(Yahoo!Finance) - The stock market’s volatile start to the fourth quarter has some investors wondering if it’s a scene setter for a proper bear market later this year.
A growing number of Wall Street banks have said the equity market looks vulnerable. Morgan Stanley recently said it sees growing risk of a 20% drop in the S&P 500 as evidence starts to point to weaker growth and falling consumer confidence.
So far in October, stocks have swung between steep gains and losses while the so-called fear gauge, the CBOE Volatility Index, (^VIX) has shot above 20, after spending much of the summer in the mid-teens.
D.R. Barton, principal at Woodshaw Financial Group, told Yahoo Finance Live there could be more downside ahead, but not enough to completely derail the market bulls.
“I don't see this as the big one, the big pullback where we're going to go down 20% and get into bearish territory,” Barton said. “And there's a bunch of reasons why, but the big one is we're still awash in so much money.
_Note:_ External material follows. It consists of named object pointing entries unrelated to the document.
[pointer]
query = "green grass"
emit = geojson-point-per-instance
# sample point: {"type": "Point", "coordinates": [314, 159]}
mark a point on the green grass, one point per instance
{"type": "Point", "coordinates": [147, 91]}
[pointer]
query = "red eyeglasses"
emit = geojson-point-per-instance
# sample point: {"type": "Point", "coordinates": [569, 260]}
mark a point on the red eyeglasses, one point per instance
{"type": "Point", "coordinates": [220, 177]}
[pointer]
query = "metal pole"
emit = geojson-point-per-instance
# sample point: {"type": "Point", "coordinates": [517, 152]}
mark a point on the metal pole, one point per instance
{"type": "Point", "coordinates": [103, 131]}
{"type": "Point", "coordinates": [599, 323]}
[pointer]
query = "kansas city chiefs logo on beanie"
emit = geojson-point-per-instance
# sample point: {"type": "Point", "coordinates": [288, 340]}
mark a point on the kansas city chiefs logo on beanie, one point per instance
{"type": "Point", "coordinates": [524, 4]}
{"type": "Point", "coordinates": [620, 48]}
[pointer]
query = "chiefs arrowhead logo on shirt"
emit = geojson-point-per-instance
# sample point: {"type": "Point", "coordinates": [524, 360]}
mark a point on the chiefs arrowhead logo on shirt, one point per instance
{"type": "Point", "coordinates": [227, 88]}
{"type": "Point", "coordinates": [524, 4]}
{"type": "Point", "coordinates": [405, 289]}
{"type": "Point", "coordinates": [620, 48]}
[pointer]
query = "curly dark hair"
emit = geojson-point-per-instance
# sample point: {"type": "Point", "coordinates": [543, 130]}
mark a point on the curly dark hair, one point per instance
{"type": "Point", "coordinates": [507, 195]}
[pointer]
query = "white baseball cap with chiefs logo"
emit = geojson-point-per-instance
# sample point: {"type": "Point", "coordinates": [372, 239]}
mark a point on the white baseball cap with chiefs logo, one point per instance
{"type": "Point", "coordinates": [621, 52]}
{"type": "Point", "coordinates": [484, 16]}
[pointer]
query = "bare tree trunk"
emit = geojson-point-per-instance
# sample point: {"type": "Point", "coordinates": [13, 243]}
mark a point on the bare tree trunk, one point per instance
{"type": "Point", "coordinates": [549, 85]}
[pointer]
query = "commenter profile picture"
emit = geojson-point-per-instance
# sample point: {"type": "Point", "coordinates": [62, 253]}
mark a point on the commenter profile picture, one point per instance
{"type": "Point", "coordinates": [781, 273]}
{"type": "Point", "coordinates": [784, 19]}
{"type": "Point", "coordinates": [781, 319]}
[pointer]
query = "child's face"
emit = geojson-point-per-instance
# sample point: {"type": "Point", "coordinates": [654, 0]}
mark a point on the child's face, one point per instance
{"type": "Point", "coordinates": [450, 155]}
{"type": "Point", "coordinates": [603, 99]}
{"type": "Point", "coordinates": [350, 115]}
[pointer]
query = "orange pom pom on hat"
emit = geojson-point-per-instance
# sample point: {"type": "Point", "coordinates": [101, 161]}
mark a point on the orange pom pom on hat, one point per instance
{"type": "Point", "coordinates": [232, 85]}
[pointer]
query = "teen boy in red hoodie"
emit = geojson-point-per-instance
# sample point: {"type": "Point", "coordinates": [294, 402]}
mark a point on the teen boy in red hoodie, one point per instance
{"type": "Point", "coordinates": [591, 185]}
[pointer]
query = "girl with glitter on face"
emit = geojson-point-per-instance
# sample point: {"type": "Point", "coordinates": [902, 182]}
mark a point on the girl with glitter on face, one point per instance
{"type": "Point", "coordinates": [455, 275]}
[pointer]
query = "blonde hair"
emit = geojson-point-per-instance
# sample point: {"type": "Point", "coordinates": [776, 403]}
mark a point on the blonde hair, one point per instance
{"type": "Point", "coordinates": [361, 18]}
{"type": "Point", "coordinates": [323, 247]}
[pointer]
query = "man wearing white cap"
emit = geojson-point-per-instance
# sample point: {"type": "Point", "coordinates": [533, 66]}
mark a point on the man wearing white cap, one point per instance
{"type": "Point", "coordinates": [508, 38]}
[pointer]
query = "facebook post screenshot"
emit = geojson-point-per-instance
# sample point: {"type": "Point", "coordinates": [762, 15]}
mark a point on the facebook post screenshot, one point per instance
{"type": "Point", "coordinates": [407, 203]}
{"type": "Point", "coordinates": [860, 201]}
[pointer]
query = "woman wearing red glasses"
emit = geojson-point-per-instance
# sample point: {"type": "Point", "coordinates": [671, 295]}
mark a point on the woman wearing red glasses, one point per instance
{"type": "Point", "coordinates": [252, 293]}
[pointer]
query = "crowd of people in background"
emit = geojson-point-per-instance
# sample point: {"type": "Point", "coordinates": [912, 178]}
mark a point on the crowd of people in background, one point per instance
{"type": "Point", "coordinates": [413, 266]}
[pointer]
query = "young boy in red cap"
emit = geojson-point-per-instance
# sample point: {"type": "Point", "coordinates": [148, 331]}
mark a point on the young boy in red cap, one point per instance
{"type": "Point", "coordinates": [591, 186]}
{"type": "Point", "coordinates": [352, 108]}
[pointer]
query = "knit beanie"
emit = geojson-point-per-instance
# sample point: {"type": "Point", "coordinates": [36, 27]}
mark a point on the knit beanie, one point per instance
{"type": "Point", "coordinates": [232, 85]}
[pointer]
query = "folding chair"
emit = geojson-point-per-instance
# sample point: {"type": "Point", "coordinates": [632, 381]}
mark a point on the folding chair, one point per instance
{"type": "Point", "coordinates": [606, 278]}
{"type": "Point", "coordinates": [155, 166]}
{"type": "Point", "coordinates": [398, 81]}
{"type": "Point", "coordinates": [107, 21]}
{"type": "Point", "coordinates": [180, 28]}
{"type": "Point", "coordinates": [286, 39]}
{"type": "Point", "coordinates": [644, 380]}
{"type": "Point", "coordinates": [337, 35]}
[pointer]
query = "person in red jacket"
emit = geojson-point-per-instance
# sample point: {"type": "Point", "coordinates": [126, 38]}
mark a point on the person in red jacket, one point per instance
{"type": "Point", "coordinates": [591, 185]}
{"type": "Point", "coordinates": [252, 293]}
That overcomes so much other bad news that I think that's the one umbrella that's still going to keep this market propped up for a while.”
Investors have been preoccupied with a range of issues, from rising inflation and persistent supply chain snarls to the debt crisis at China’s Evergrande Group, and a looming debt ceiling deadline that could thrust the U.S. into its first-ever loan default.
“All of those overhangs are there,” Barton said. “But the thing that I've seen over and over again is every time we get one of these pullbacks, the market participants go, ‘yeah, but I don't want to miss out if we get another big leg up.’ And I think that's what we're going to see coming into the end of the year, one more big leg up before we have any sort of reckoning.”
A recent jump in bond yields spooked investors and deflated the stock market, but Barton said barring a sudden spike in rates, a gradual increase in Treasury yields will ultimately be a positive for investors.
“We've got to remember one of the things that tells us if those bond yields are trending up is the expectation for an expanding economy, and that is not a negative for the market. So gradual, good. Big, not so good, as far as the equity markets are concerned,” he said.
Barton said he uses big down days as opportunities to cherry-pick the stocks that have been on his wish list.
In anticipation of an infrastructure bill becoming law, Barton said he’s a buyer of industrials and materials heading into next year.
“I love these pullbacks right now, and until the markets tell me something drastically different on the technicals I'm going to continue to be,” he said. “Any time you get the big techs pulling back, I like to take a swing and nibble at those.”